Zusammenfassung
Der Aufsatz widmet sich dem Wohlfahrtseffekt öffentlicher Ausgaben unter besonderer Berücksichtigung der Bereiche Gesundheitswesen und Bildungswesen. Ausgangspunkt ist die Feststellung des bemerkenswert geringen Ertrags hoher Aufwendungen für öffentliche Gesundheit, der insbesondere im Vergleich von Ländern mit teils deutlich variierenden Gesundheitsbudgets auffällt. Da das Gesundheitswesen aufgrund der Opportunitätskostenproblematik mit anderen Bereichen sozialpolitischer Sicherheitsgewähr um knappe öffentliche Mittel konkurriert, ist darauf zu achten, dass deren Allokation bestmöglich optimiert wird. Im deutschen Fall mit seinem ungewöhnlich hohen Anteil öffentlicher Gesundheitsausgaben legt das eine Verschiebung der Prioritäten zugunsten des Bildungswesens nahe, wofür neben potentiellen Verbesserungen des Gesundheitsstatus der Bevölkerung und funktionalen, die gesellschaftliche Integration betreffenden Erwägungen auch solche der sozialen Gerechtigkeit sprechen. Ein Programm zur Reformierung des Gesundheitswesens, das diesen Leitlinien folgt, wird skizziert.
Abstract
Definition of the problem Public health care consumes a large and growing fraction of fiscal resources devoted to social security in socio-economically advanced countries without necessarily improving population health or social welfare in general. Arguments Using various performance indicators, the article assesses the efficacy of public health spending in light of its opportunity costs, i.e., the budget constraints it imposes on other fields of social policy, in a cross-country comparison. The study confirms the findings of earlier research, namely that public health care exceeding a basic level of provision for the entire population yields remarkably little benefit, and that countries spending more than others do not necessarily achieve better health outcomes. Indeed, countries allocating a greater share of public resources to education fare better in several dimensions of social welfare, including aggregate health. Conclusion Under conditions of fiscal austerity, a policy shift that places greater emphasis on public education should be seriously considered, if necessary, at the cost of public health.
Notes
Das ist nicht zuletzt deshalb bemerkenswert, weil Japan den unter allen Industrieländern ungünstigsten Altersaufbau der Bevölkerung, d. h. den höchsten Anteil über 65-Jähriger aufweist ([40], S. 243), die bekanntlich überdurchschnittlich hohe Gesundheitskosten verursachen. Außerdem liegt Japans Urbanisierungsgrad (teils deutlich) unter dem von Ländern vergleichbarer Entwicklungsstufe ([40], S. 243), was die Pro-Kopf-Aufwendungen für die flächendeckende Bereitstellung einer hochwertigen medizinischen Infrastruktur erhöht.

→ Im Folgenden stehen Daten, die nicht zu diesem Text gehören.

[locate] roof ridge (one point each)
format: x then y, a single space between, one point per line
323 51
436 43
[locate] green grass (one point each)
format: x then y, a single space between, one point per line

Diese Aussage ist insofern abzuschwächen, als sie unter dem Vorbehalt der Vergleichbarkeit der angeführten Daten steht, die nicht in allen Fällen uneingeschränkt gegeben sein muss. An der Stoßrichtung des hier entwickelten Arguments ändert das aber nichts. Speziell mit Blick auf die ostasiatischen Gesundheitsdaten wird dieses auch durch die Befunde einer neueren Vergleichsstudie [17] gestützt.
Vgl. dazu auch die bei Huster [15] genannte Literatur. Nach einer neueren Studie [26] kann beispielsweise ausgeprägte Fettleibigkeit die durchschnittliche Lebenserwartung um bis zu zehn Jahre verkürzen – genauso stark wie lebenslanges Rauchen. Tritt beides zusammen auf, ist die Wirkung additiv, kommt es also zu einer weiteren Verkürzung der Lebenserwartung.
Dieser Befund wird auch durch Untersuchungen gestützt, die zeigen, dass arme Länder und Regionen durch Sicherstellung einer medizinischen Grundversorgung für die gesamte Population mit vergleichsweise geringem Mittelaufwand teils enorme Steigerungen der Lebenserwartung erzielen konnten [4]. Das gilt z. B. für China und Osteuropa vor dem Übergang zur Marktwirtschaft, für Costa Rica, Kuba und (mit Einschränkungen) Chile, für den indischen Bundesstaat Kerala und für große Teile Ostasiens. Die Performanz vieler osteuropäischer Länder übertraf diejenige Ostasiens in den ersten Jahrzehnten nach dem Zweiten Weltkrieg deutlich, fiel aber ab ca. 1980 in der Folge einer stärkeren Akzentuierung von Elementen kurativer Medizin allmählich zurück. Die meisten lateinamerikanischen Länder setzen bei starker Vernachlässigung basaler Gesundheitsdienste ähnliche Akzente – mit dem Ergebnis vergleichsweise schwacher Aggregatdaten aufgrund der systematischen Unterversorgung disprivilegierter Bevölkerungsteile [13].
Das hat auch negative Auswirkungen auf die Finanzierbarkeit sozialer Sicherungssysteme. Denn je größer der Anteil prekär oder gar nicht ins Erwerbssystem inkludierter Bevölkerungsteile wird, umso stärker schrumpft (bei steigendem Bedarf an Solidarleistungen) die Basis der für Umverteilungszwecke abschöpfbaren Einkommen.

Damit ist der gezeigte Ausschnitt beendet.